あ、そうか。さっきは慌てて飲ませたから……
「レビテーションを使うことを強く意識させてなかった?」
「それも要素のひとつだと思う。定まらぬ意志と、時間制限で焦っていた上に彼女には耐性がなかった。あとは……」
まだ、あんのかよ!?
「もしかすると神の薬草が成長して強力になっているのかもしれない」
「薬草が成長ってどういうことだ?」
「魔導器が成長することでアーツを解放できるのは君も理解しているよね?」
「ああ、そうだな」
雷霆の十字神弓のアーツはサンダーレインで、神罰の牙はシルバーハンマーとシルバーエンチャントがある。十字神弓もそろそろ新しいアーツを覚えられても不思議じゃないし、神撃の戦車もいずれはアーツが使えるようになるはずだけど……まさか薬草も?
「なあマキシム、神の薬草は魔導器じゃないぞ」
「そうだね。ただガチャしたアイテムは魔導器でないからアーツは覚えないけど成長はするんだ。それによって効力も上昇する。魔導器でなければ微々たるものだから普通は気にしないんだけどね。それが神の薬草だった場合、どの程度伸びるものなのかの想像がつかない」
マジか。ただでさえ強力な神の薬草がさらに成長する? そりゃ凄え……っていうか、そんな劇薬そのうち誰も食えなくなるんじゃねえの?
「というわけでね。色々と考えてみたのだけれども、今の僕の予想が正しいとすれば彼女がこうなった理由としては十分だったとは思わないかいタカシ?」
「確かにそうだ。そりゃあ参ったな」
「そりゃあ参ったな……ではないだろう、お前たち!?」
「ていうか、ちょっとソニア。僕もなのぉ?」
「止めろソニア。私はお前を斬りたくはない。うわぁああ!?」
あ、マキシムと話している間に寅井くんが肉塊に取り込まれている。パーティメンバーのカトラさんとレナさんも一緒だ。どう見ても奇怪な肉塊が人間を捕食しているようにしか見えないが多分あれはハグってヤツだ。スキンシップの一種だろう。そうだよな? そうであってくれ。中で消化とかされてないよな? あ、食われた寅井くんが肉塊の中から顔だけ出てきた。
「タカスさん。ちょっといいかな?」
「あ、はい」
「わ……私はソニアにかなりの負荷がかかるとは聞いてはいたが……こんな……クリーチャーになるとは知らされていなかったのだが?」
「そうなんだけど、個人差があったみたいだな。ワリィ」
「いや、これはもう謝って済む問題では」
『ドーラ……私がいるのに……別の女を見てる?』
あ、肉塊から浮かび上がった人面瘡にしか見えないソニアさんの顔がニッコリと微笑んで寅井くんを見た。けど目が笑ってない。ハイライトがない。怖い。しかもチラッと俺に向けた視線が殺し屋の目をしていた。
「いや、見てないぞソニア。ああ、違うとも」
『レナやカトラはいい。でも他の女は……駄目……ね?』
「ままま、待て。そに」
あ、寅井くんがまた肉塊の中に取り込まれた。
「ええと、ソニアさん?」
『何? 他の女に目移りしないようにみんなでドーラを調教しないといけないのーー』
「あの、とら……いや、ドーラの女癖の件についてはあとでジックリ話し合ってもらうとして……この運河を渡りたいんですけど、お願いできます?」
「いいよぉおお」
おお、やった。無数の肉塊の翼が広がって、マキシムとダルシェンさんが浮かび上がった。そうか。あの背中の翼はレビテーションの力の具現化なのか。ソニアさんは始めから俺たちを運ぶための意思を持っていたんだな。さすが勇者パーティの一員だ。なんだよ、最初から心配する必要なんて……あれ?
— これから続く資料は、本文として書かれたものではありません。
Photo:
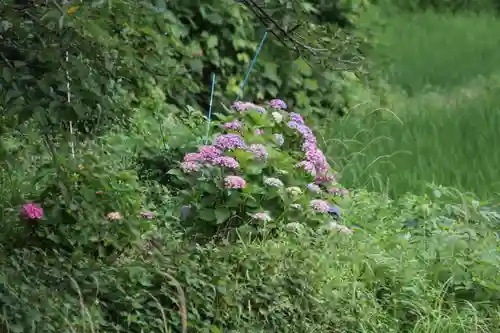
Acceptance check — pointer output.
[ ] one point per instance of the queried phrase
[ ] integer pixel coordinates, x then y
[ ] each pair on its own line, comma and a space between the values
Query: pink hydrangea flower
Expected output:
277, 104
323, 179
193, 157
245, 106
226, 162
296, 117
114, 216
234, 125
320, 206
31, 211
262, 216
147, 215
259, 131
190, 167
307, 166
313, 188
229, 141
234, 182
259, 151
209, 153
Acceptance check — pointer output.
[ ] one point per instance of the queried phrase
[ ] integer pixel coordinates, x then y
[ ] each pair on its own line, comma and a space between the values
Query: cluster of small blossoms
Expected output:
147, 215
259, 131
234, 182
307, 166
207, 155
234, 125
294, 191
315, 161
245, 106
339, 227
277, 104
313, 188
273, 182
226, 162
280, 140
190, 166
229, 142
277, 117
114, 216
338, 191
320, 206
31, 211
325, 179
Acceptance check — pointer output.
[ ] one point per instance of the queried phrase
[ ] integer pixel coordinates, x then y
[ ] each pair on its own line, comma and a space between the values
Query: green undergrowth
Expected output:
418, 264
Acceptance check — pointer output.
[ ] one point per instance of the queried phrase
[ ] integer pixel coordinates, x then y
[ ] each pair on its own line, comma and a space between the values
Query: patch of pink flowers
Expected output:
259, 131
234, 182
193, 157
277, 104
325, 179
297, 118
190, 167
245, 106
307, 166
226, 162
259, 151
31, 211
229, 142
338, 191
147, 215
209, 153
320, 206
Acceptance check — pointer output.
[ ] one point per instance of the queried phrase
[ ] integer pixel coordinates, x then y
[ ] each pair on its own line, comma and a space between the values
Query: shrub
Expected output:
263, 167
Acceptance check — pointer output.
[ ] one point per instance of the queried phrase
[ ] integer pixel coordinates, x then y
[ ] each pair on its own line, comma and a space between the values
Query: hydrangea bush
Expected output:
262, 168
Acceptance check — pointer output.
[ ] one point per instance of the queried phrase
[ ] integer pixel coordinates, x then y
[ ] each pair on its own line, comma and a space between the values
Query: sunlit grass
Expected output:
445, 104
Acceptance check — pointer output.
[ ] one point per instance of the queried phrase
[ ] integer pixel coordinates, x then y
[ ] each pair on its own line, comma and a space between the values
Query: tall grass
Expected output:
445, 99
435, 50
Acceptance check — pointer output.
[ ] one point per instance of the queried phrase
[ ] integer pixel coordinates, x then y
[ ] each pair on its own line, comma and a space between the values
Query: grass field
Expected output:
445, 98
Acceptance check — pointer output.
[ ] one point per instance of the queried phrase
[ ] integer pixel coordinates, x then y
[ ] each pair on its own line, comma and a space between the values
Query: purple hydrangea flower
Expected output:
297, 118
229, 141
334, 210
277, 104
280, 140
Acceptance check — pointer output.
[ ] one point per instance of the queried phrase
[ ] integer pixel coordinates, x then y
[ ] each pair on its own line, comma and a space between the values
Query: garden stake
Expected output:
68, 99
254, 60
210, 108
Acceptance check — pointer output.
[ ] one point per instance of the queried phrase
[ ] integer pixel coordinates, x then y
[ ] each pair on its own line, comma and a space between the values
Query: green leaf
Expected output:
207, 214
7, 75
212, 41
「あの、ソニアさん? 俺が浮かんでないんですけど?」
『君は美人だしドーラが目移りしてたから』
は?
『だから君はダメェエエ』
「マジかよっ!?」
「ちょっとタカシ?」
「おいおい、あいつが一緒じゃないと意味ねえだろ」
うわぁ、嘘だろ。本当に俺を残して飛んでいっちまったぞ。
置いてかれたよ。マジで。どうすんだよ、これ?
ソニアフェイス:愛する男の前で醜くなりたくないという意思の強さにより変化がなかった。
ソニアウィング:レビテーションの具現化。一応考えてはくれていた。
ソニアアイ:真実を見抜く(※見抜きません)。
ソニアマインド:カトラとレナは良し。ナウラとタカスは駄目。顔面偏差値が影響していると思われる。
ソニアボイス:変化後の口調はドーラに甘えている時のもの。かわいい。